Celebration time in BJP camp after the party recorded a historic victory in the West Bengal Assembly elections. (Photo | IANS)
Uttar Pradesh

Can electoral momentum from Bengal and Assam shape BJP’s UP strategy?

While the BJP focuses on consolidating non-Yadav OBCs, both Congress and the SP will need votes from every section of society to stop the saffron juggernaut.

Namita Bajpai

LUCKNOW: Presenting itself as a pan-India political force beyond the regional and linguistic tangents by ensuring Mamata Banerjee’s ouster in West Bengal, striking a hat-trick in Assam with an expanded tally and registering its presence, though little, in Keralam, the ruling BJP is likely to go into the 2027 UP Assembly elections, early next year, doubling down on its identity politics while highlighting its infrastructural achievements.

Political experts believe that the victories in West Bengal and Assam would help the party, which is seeking a third term in Uttar Pradesh, create a sense of inevitability to influence undecided voters and suppress opposition morale.

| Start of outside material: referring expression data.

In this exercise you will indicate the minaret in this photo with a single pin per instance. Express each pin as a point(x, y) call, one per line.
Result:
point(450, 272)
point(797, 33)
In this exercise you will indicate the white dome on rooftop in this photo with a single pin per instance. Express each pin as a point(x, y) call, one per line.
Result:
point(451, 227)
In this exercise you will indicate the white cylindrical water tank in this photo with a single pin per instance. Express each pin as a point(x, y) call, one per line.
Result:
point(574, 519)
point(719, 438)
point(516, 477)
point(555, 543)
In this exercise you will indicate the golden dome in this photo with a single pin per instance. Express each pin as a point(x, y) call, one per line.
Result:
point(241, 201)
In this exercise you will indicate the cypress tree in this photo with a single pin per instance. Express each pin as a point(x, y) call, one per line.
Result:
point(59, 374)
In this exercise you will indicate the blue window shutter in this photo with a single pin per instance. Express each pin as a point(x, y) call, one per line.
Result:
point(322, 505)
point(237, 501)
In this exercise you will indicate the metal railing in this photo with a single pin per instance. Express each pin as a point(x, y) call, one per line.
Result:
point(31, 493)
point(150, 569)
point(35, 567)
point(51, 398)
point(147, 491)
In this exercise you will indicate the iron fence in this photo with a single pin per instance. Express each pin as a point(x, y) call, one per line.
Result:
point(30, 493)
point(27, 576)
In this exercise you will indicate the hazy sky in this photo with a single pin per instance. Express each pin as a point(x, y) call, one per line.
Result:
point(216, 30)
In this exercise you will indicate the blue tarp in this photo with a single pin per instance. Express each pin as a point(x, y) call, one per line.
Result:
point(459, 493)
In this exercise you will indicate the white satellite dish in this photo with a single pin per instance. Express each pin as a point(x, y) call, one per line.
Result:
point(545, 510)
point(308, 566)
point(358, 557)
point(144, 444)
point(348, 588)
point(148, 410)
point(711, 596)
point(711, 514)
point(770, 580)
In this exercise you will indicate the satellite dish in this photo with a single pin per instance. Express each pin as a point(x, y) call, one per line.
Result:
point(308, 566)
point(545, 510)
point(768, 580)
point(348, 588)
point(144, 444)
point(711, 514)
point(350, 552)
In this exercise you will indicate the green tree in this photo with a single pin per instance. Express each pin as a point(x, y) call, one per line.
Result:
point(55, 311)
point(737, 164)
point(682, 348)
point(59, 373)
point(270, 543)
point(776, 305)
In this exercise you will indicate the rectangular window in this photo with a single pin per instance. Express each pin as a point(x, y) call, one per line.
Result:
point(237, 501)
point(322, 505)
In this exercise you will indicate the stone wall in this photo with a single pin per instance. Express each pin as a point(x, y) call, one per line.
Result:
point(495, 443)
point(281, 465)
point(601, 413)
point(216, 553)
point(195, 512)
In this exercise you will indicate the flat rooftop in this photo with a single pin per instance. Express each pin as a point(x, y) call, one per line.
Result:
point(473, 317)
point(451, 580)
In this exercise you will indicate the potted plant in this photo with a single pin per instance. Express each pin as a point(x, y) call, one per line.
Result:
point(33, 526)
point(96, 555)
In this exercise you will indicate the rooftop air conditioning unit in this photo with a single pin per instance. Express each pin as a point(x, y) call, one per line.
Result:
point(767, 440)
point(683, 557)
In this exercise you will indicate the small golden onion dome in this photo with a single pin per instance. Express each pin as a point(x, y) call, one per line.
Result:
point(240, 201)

These victories may set the stage for a campaign of the ruling party in Uttar Pradesh, politically the most crucial state in the country, focused on nationalistic continuity.

Under the leadership of CM Yogi Adityanath, as was reiterated by BJP national president Nitin Nabin recently, the poll momentum of the BJP would get a natural boost in UP through the twin victories.

With cadres in high spirits and ready to take on a belligerent opposition — the Samajwadi Party and its ally Congress — the ruling party has already gone into poll mode, strategizing policies to neutralize the opposition’s Pichhda, Dalit, Alpsankhyak (PDA) narrative, especially after biting the dust in the 2024 Lok Sabha elections, when its tally of 62 in 2019 dwindled to 33 in 2024.

Political experts say that BJP’s performance in Bengal and Assam could potentially push it to adopt a more aggressive strategy woven around development issues like highways, airports, and industrial corridors, while flagging the appeasement policy of the opposition parties and countering it with a strong Hindutva narrative.

Besides reiterating its zero-tolerance policy towards crime, the BJP will try to capitalise on the opposition’s stance on the Women’s Reservation Amendment Bill. In a recent public rally at Varanasi, PM Modi launched a direct attack on the SP, calling it anti-women and siding with parties like Congress, DMK, and TMC, which ensured the blocking of women’s quota in legislatures.

SP has already made the same mistake as the Trinamool Congress (TMC). The BJP has also been making this a major issue.

Analysts feel that the convincing saffron surge in West Bengal for the first time in independent India, and a consecutive third term in Assam, would reinforce the BJP as a “winning outfit” in public perception in UP.

However, the onus of striking a hat-trick in UP would be on CM Yogi Adityanath. Having emerged as a dominant political figure across the country, he is now considered a leader capable of influencing voters and shaping poll outcomes.

In West Bengal, the strike rate of Yogi Adityanath, as BJP’s star campaigner, has been 89 per cent. His rallies used to be full to the brim with BJP supporters, credited to his assertive tone and tenor.

Undoubtedly, the saffron campaign in UP would be woven around Yogi’s image, his style of governance, and ideological positioning encompassing a dominant Hindutva narrative. Consequently, it could be a direct “Yogi vs Opposition” contest in the state.

Moreover, the victories in West Bengal and Assam would consolidate the BJP’s commanding position among its allies in UP over the issue of seat sharing. Experts believe that the allies, including RLD, SBSP, Apna Dal (S), and the Nishad Party, would have to make negotiations keeping in mind the stature of the ruling party in the run-up to the next electoral battles.

On the contrary, Akhilesh Yadav, the president of the Samajwadi Party, has already started raising questions on the functioning of the Election Commission of India, crying foul over the fairness of elections in Bengal.

West Bengal Chief Minister Mamata Banerjee did not leave any stone unturned in petitioning the Supreme Court of India over SIR and other issues against the EC, but she failed to get any relief and even failed to convince her voters about the alleged partisan approach of the ECI in the state.

In such a scenario, if Akhilesh Yadav, who has been projecting himself as the key anchor of the INDIA bloc in UP, follows Mamata’s footsteps and blames everything on the EC, it would hardly move the voters in his favour, says Prof. AK Mishra, a political scientist, adding that criticising the EC for defeat is now a stale and hackneyed strategy being followed by the Opposition after every poll defeat.

Akhilesh Yadav will also have to deal not only with the BJP but also with the internal conflicts of the INDIA Alliance. Congress, though it has been putting up a dismal show in state after state, would demand its pound of flesh and may not agree to less than 100 of 403 seats, while the SP may not want to spare more than 50.

Commenting on Akhilesh Yadav’s style of politics, Prof. Mishra says the Bengal election results are a lesson for the SP. “It will have to take to the streets with people’s issues. Just holding press conferences and X posts won’t work anymore.”

In UP, the SP has been dependent on the Yadav-Muslim vote bank to a large extent. However, since 2014, this core vote bank has turned out to be redundant for the party, which has been losing most of the electoral battles despite the core vote bank being intact. The feat of the 2024 Lok Sabha elections is considered an exception.

While the BJP focuses on consolidating non-Yadav OBCs, both Congress and the SP will need votes from every section of society to stop the saffron juggernaut.